Fluorescence Resonance Energy Transfer (FRET) microscopy is a commonly-used technique to study problems in biophysics that range from uncovering cellular signaling pathways to detecting conformational changes in single biomolecules. Unfortunately, excitation and emission spectral overlap between the fluorophores create challenges in quantitative FRET studies. It has been shown previously that quantitative FRET stoichiometry can be performed by selective excitation of donor and acceptor fluorophores. Extending this approach to two-photon FRET applications is difficult when conventional femtosecond laser sources are used due to their limited bandwidth and slow tuning response time. Extremely broadband titanium:sapphire lasers enable the simultaneous excitation of both donor and acceptor for two-photon FRET, but do so without selectivity. Here we present a novel two-photon FRET microscopy technique that employs pulse-shaping to perform selective excitation of fluorophores in live cells and detect FRET between them. Pulse-shaping via multiphoton intrapulse interference can tailor the excitation pulses to achieve selective excitation. This technique overcomes the limitation of conventional femtosecond lasers to allow rapid switching between selective excitation of the donor and acceptor fluorophores. We apply the method to live cells expressing the fluorescent proteins mCerulean and mCherry, demonstrating selective excitation of fluorophores via pulse-shaping and the detection of twophoton FRET. This work paves the way for two-photon FRET stoichiometry.

Comparing coherent and spontaneous Raman scattering signals for biological imaging applications

We present a systematic comparison between coherent and spontaneous Raman scattering under conditions relevant for biological imaging. Using spectral domain imaging, we find that the signal levels for each method are comparable at the low excitation power and low concentrations appropriate for biological samples. For samples of polystyrene beads with a molecular concentration of 10 M, we determine the critical power at which the two methods give equal signal levels to be ~1.3 mW. The advantages offered by coherent Raman methods are mitigated by the low excitation power, low sample concentrations, and short interaction lengths involved with biological imaging. We present calculations to support our measurements.

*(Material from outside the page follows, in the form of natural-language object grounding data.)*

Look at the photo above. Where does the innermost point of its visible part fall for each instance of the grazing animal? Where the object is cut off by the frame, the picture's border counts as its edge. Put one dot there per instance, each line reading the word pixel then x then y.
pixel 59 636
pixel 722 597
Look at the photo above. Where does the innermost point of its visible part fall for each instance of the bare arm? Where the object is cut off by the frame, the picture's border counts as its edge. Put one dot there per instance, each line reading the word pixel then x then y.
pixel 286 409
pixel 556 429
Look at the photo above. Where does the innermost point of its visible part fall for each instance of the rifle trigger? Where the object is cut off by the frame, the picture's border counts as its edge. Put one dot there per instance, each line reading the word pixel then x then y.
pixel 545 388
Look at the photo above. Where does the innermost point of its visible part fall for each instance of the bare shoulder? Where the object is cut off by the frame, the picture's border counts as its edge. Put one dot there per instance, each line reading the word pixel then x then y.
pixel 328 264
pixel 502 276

A comparison between coherent and spontaneous Raman scattering for biological imaging

We compare imaging using coherent and spontaneous Raman scattering under biological imaging conditions. We perform spectral domain imaging of polystyrene beads and find comparable signal levels for both methods at excitation powers and concentrations most relevant for biological samples. The critical power at which the two methods provide equivalent signal levels is found to be ~1.3 mW in 10 M polystyrene beads and ~7 mW in 13 M 2-propanol. The low sample concentrations and low excitation power necessary for most biological imaging applications reduce the relative advantages offered by coherent Raman methods.

Dissociative ionization of an aligned molecular sample

We investigate dissociative ionization of aligned N2 molecules using intense ultrafast laser pulses. We find surprising differences in the yields of N2++, N+(1, 0) and N+(1, 1) as a function of molecular axis-laser polarization angle.